While we move indoors to manage the threat of coronavirus, working from home with limited time outdoors has brought a significant dose of new first world problems. Dealing with work deadlines, juggling homeschooling and keeping your insanity in check can send the best of us into routine meltdown.

As we adjust to this new norm, working remotely takes some planning, self-awareness and a certain amount of flexibility to retain the lines between work and personal life. Getting your work done is important for businesses, but staying mentally and physically healthy is just as important for at-home workers

Here are some strategies to survive.

How to Integrate Healthy Habits While Working From Home.

Be realistic – With young children in the house, it can be challenging as it requires us to be hands-on. Aim to be flexible with your work hours which may mean beginning the day a little earlier than usual, before the kids are up to get a head start on things.

Set up a craft activity station next to your workspace so your child can actively (and hopefully quietly) amuse themselves while replying to emails etc and save the screen time for periods in the day you prefer not to be interrupted, say for perhaps a conference call.

Problems are not solved in the pantry – Yes, you heard it here first.  It’s easy to procrastinate a decision or email by talking to a colleague in a normal work environment but when working from home, especially while stressed – it can strengthen a food snacking relationship.

Instead, create times to have breaks and eat meals in the kitchen. This will help you remain mindful with portion control and reduce snacking that may come through boredom or creative blocks. Have healthy snacks on hand such as fresh fruit, herbal teas, boiled eggs, yoghurts – and enjoy a snack with the children or take lunch out on a picnic rug in the garden to reconnect before diving into work again. 

Schedule breaks – Take 15 mins to refresh your mind.  Bounce on the trampoline, catch up with a loved one on the phone, or just simply step outside and take in the sunshine.
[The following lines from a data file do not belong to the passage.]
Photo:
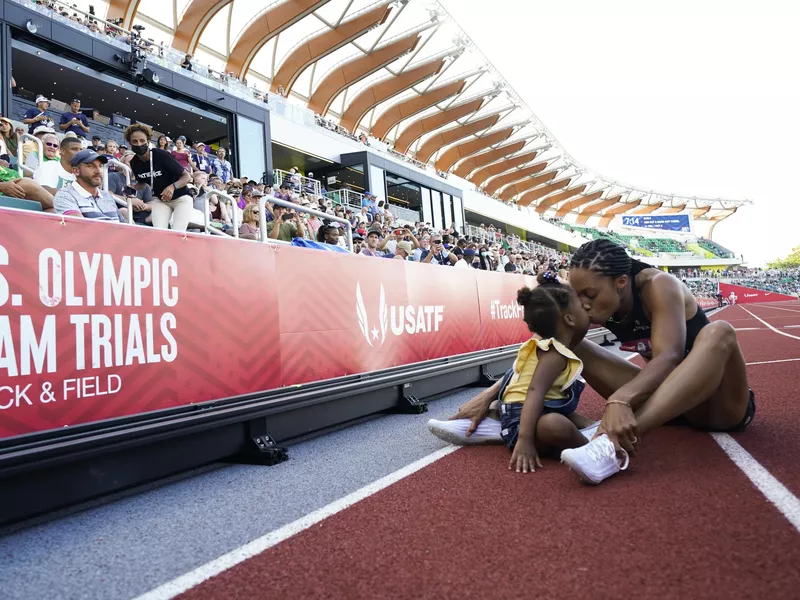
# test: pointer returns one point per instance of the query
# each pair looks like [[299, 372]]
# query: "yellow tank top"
[[526, 363]]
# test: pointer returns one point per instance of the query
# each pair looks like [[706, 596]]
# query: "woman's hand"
[[475, 410], [619, 423], [525, 458]]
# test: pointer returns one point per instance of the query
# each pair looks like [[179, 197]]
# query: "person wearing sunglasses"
[[56, 173], [249, 229], [438, 254], [389, 244]]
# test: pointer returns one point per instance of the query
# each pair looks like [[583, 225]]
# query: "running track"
[[695, 516]]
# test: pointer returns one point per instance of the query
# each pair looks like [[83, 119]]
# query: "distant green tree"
[[791, 261]]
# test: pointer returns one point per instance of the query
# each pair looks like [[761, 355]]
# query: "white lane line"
[[773, 490], [772, 362], [777, 308], [778, 331], [215, 567], [778, 494]]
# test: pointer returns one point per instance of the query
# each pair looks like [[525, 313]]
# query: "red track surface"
[[682, 522]]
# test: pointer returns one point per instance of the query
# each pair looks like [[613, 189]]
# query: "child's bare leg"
[[494, 411], [555, 432]]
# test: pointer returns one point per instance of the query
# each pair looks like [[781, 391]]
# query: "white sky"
[[695, 97]]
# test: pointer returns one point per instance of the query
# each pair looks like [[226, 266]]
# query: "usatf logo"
[[405, 319], [505, 311]]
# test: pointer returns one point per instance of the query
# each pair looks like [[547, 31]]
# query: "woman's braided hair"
[[544, 304], [604, 257]]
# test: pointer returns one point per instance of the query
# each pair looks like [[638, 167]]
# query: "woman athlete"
[[694, 370]]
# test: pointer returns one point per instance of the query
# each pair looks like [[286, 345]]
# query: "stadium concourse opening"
[[110, 102]]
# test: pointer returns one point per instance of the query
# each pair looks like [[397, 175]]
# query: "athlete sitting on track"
[[694, 369], [540, 393]]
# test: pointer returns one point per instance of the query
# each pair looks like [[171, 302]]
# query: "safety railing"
[[23, 169], [349, 198], [128, 172], [308, 185], [262, 218]]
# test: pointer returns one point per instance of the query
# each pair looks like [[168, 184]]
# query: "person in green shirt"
[[290, 225]]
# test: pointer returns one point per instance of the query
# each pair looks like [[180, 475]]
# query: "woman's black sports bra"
[[635, 334]]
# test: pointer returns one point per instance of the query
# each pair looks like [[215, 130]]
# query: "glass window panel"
[[436, 199], [251, 144]]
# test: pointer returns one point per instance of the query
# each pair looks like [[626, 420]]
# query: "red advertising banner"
[[100, 320], [736, 294]]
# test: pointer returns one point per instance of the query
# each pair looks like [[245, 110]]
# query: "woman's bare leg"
[[603, 370], [709, 387]]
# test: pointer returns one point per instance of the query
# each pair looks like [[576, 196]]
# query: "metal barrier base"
[[44, 472]]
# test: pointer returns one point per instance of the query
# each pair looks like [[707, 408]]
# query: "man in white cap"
[[84, 198], [37, 117]]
Try to refrain from staying seated in front of a screen all day and don’t lose sight of still trying to reach your targeted steps in the day through incremental movements. An easy way to keep track of this is to set reminders on your phone.
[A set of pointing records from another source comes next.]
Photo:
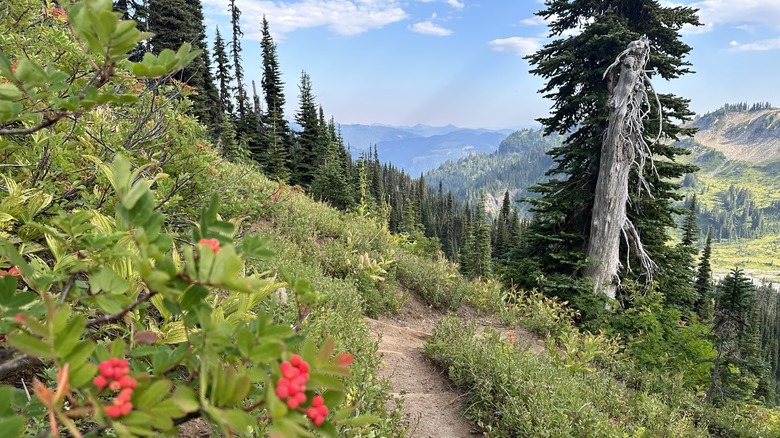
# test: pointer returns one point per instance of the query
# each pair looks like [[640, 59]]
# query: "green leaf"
[[31, 345], [65, 338], [152, 395], [13, 426], [185, 398]]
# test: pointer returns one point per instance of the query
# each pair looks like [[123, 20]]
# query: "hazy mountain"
[[420, 148], [519, 162]]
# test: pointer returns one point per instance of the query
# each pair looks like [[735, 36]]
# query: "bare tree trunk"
[[623, 146]]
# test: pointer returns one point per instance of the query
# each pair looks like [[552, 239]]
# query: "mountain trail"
[[432, 408]]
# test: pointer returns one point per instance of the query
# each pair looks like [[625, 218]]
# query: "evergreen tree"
[[704, 282], [223, 75], [690, 229], [275, 127], [311, 149], [737, 367], [241, 97], [573, 66], [174, 22]]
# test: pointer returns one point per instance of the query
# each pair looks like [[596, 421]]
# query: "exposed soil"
[[431, 407]]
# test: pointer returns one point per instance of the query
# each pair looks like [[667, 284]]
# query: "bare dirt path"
[[432, 409]]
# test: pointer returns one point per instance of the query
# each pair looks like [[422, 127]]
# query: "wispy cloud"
[[759, 46], [429, 28], [520, 45], [713, 13], [344, 17]]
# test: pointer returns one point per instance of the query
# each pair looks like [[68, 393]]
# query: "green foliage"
[[511, 392]]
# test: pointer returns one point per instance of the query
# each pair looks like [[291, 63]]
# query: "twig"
[[114, 316]]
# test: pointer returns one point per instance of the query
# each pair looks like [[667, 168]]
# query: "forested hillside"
[[174, 257]]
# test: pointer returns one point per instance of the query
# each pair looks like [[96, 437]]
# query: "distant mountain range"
[[737, 149], [420, 148]]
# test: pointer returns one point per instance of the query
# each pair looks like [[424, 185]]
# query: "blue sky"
[[460, 62]]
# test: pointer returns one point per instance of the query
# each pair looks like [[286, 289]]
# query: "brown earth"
[[432, 408]]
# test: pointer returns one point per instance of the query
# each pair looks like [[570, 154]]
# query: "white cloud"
[[344, 17], [456, 4], [762, 45], [521, 45], [534, 21], [713, 13], [429, 28]]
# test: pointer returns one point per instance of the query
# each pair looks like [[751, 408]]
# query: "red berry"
[[323, 410], [345, 359], [125, 395], [113, 411], [128, 382], [100, 382], [126, 408], [106, 370]]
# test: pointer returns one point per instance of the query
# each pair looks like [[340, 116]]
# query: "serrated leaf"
[[186, 399], [152, 394], [31, 345]]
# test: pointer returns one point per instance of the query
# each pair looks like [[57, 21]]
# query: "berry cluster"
[[211, 243], [13, 271], [114, 375], [291, 387], [317, 411]]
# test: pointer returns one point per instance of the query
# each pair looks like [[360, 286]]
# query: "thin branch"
[[114, 316]]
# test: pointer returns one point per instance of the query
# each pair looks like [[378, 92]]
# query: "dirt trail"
[[432, 409]]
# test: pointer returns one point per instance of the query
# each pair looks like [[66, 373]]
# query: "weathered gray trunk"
[[622, 147]]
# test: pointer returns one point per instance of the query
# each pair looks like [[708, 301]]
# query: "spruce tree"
[[181, 21], [311, 145], [276, 131], [690, 229], [738, 366], [573, 66], [241, 96], [223, 75], [704, 281]]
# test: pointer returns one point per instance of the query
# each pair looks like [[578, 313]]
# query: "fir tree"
[[241, 97], [275, 127], [311, 148], [181, 21], [223, 75], [737, 366], [704, 281], [690, 229], [573, 67]]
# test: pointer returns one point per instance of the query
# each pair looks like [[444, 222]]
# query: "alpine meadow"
[[181, 254]]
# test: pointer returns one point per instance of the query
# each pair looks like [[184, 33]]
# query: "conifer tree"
[[573, 66], [311, 148], [275, 127], [223, 75], [241, 97], [690, 229], [181, 21], [704, 281], [738, 366]]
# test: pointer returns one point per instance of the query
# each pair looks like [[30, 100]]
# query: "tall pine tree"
[[181, 21], [573, 67]]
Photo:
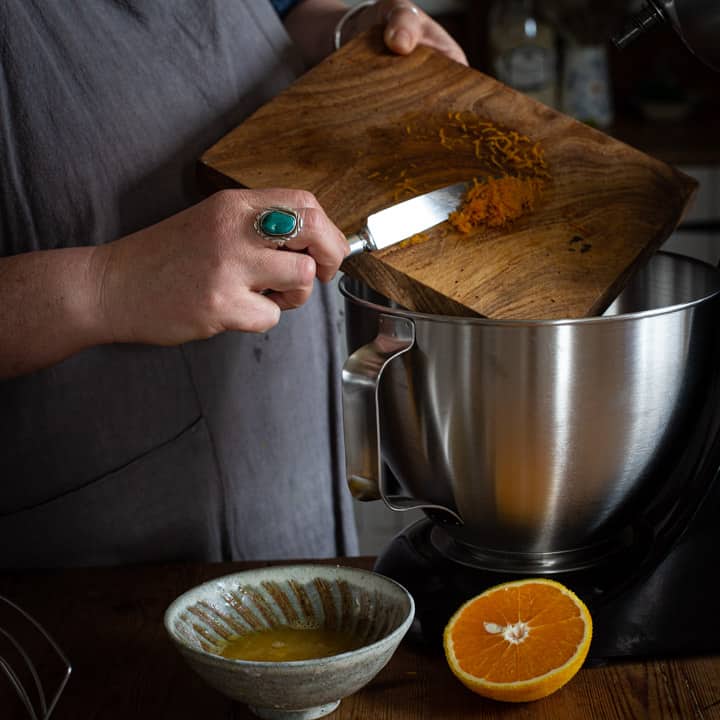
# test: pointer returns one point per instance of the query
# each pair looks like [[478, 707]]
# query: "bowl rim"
[[177, 605]]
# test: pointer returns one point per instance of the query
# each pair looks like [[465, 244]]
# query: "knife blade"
[[405, 219]]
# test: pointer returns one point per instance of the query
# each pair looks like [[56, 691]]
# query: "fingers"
[[407, 27]]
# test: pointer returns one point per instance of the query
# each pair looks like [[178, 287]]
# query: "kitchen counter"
[[109, 623]]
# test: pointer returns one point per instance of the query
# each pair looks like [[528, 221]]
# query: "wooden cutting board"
[[365, 128]]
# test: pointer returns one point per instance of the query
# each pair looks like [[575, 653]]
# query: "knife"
[[403, 220]]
Create a sustainable workspace – If you don’t have a dedicated workspace and need to remain mobile around the house to be close to your child, remember to think long termLaptops may be versatile, but they are generally placed much lower and we tend to bend forward at the waist and curl over to look at the screen which causes lots of back and neck issues. Over a period of time, this can lead to muscular strain which is not ideal. If you use a laptop then it’s important to raise the screen up to eye level. Even if that means using a pillow while aiming to keep your elbows bent at 90 degrees.
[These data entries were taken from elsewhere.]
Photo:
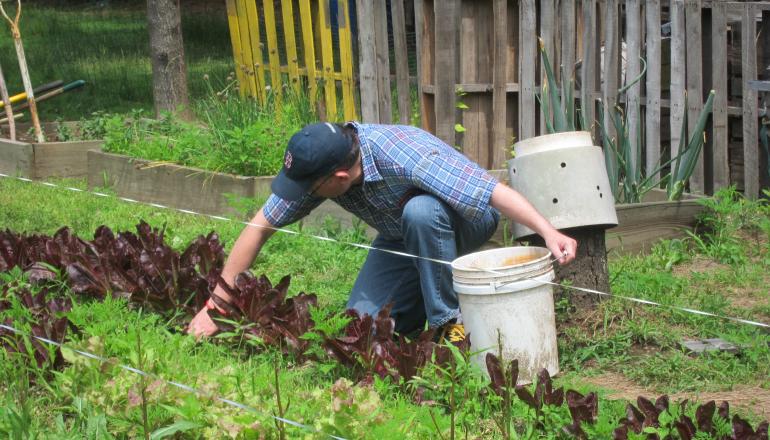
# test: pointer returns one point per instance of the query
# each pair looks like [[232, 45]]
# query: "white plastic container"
[[513, 301]]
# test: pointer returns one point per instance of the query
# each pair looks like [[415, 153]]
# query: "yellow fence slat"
[[272, 47], [248, 61], [235, 39], [317, 46], [256, 50], [346, 61], [287, 12], [327, 59], [306, 20]]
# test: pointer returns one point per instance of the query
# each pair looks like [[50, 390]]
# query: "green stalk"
[[559, 119], [685, 165]]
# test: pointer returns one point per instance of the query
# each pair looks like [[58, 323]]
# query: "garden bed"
[[641, 225], [33, 160]]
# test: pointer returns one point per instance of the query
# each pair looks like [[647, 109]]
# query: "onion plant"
[[622, 154], [624, 163], [559, 116]]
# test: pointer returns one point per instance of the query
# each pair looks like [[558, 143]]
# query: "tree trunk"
[[169, 75], [588, 270]]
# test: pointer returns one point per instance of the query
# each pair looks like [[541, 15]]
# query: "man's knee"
[[425, 210]]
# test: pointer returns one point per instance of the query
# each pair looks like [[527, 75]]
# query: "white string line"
[[182, 386], [653, 303], [403, 254]]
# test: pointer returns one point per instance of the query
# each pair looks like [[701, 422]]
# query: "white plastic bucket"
[[513, 301]]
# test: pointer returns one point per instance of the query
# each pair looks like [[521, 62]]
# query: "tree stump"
[[588, 270]]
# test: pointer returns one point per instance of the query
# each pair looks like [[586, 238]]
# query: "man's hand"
[[561, 246], [202, 325]]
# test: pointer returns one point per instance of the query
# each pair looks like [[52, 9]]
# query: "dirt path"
[[747, 398]]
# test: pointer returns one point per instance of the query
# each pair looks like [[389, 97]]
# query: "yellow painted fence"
[[294, 48]]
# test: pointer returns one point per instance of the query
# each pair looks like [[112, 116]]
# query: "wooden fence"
[[484, 54], [315, 54], [478, 69]]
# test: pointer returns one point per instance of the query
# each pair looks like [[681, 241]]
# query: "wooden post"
[[652, 107], [678, 73], [418, 30], [367, 63], [169, 72], [547, 32], [7, 106], [633, 69], [382, 55], [527, 68], [23, 67], [447, 15], [499, 95], [694, 84], [750, 110], [402, 67], [721, 166], [589, 269]]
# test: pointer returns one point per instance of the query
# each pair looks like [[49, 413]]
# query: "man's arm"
[[244, 251], [517, 208]]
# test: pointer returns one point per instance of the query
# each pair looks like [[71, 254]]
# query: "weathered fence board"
[[488, 50], [653, 85], [527, 68], [447, 16], [750, 110], [678, 72], [401, 57], [633, 102], [499, 94], [383, 61]]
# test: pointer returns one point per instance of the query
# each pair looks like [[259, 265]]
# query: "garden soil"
[[746, 398]]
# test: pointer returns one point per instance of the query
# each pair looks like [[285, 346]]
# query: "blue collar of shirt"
[[369, 168]]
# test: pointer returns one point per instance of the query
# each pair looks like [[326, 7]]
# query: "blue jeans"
[[419, 289]]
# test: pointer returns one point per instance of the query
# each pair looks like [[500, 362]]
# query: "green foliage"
[[351, 412], [239, 135], [106, 44], [557, 102]]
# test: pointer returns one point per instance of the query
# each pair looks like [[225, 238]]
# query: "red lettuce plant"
[[648, 415], [369, 346], [47, 319], [139, 267], [267, 313]]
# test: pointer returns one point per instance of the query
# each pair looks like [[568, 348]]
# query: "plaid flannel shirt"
[[399, 162]]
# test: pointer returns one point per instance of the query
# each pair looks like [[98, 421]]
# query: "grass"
[[727, 277], [87, 392], [85, 399], [108, 47], [237, 136]]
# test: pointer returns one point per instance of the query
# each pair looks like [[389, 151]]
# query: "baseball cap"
[[313, 152]]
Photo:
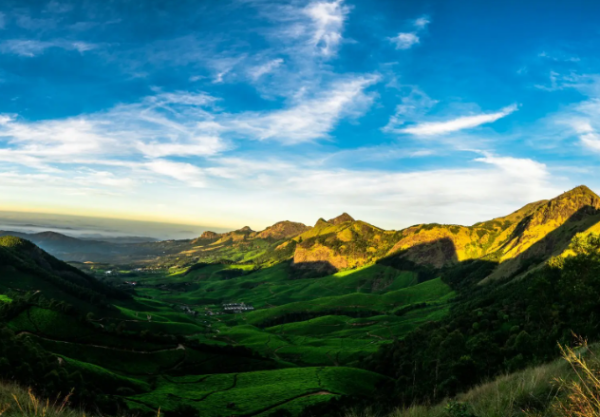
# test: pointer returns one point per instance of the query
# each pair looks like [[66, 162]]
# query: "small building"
[[237, 307]]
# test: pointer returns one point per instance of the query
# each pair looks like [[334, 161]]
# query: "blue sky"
[[240, 112]]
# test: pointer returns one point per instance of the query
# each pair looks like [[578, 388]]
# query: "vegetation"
[[434, 320]]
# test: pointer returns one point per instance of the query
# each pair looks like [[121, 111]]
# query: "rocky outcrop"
[[283, 230], [342, 218]]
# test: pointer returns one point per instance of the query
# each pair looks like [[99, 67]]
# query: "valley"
[[293, 319]]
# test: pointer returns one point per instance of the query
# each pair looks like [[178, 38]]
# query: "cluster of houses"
[[237, 307], [188, 310]]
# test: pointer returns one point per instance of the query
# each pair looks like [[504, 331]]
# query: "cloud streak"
[[459, 123]]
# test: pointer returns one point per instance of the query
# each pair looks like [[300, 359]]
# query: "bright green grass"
[[103, 377], [428, 291], [256, 392]]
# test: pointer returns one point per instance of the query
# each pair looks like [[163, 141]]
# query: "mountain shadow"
[[426, 259], [311, 269], [553, 244]]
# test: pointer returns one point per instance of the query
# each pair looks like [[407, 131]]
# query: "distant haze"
[[95, 227]]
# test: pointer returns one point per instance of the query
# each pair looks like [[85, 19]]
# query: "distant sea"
[[98, 228]]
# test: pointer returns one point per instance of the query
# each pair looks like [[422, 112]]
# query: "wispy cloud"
[[311, 118], [406, 40], [188, 173], [327, 25], [269, 66], [460, 123], [30, 48]]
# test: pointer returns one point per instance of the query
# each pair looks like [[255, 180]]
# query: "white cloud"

Don’t forget to move each day

Realistically we now have more time up our sleeve each day as we are not commuting, taking the children to extracurricular activities or attending meetings. Prioritizing some physical activity whether it is an online yoga class, walking the dog, visiting the beach for a run or swim (1.5m distance) is important not just physically but for mental health to retain a perspective on what may be an overload of information during these times.

Working from home does have its set of challenges but it’s also a modern world privilege to be able to do so. Keeping up healthy habits will help make the most of your remote work experience.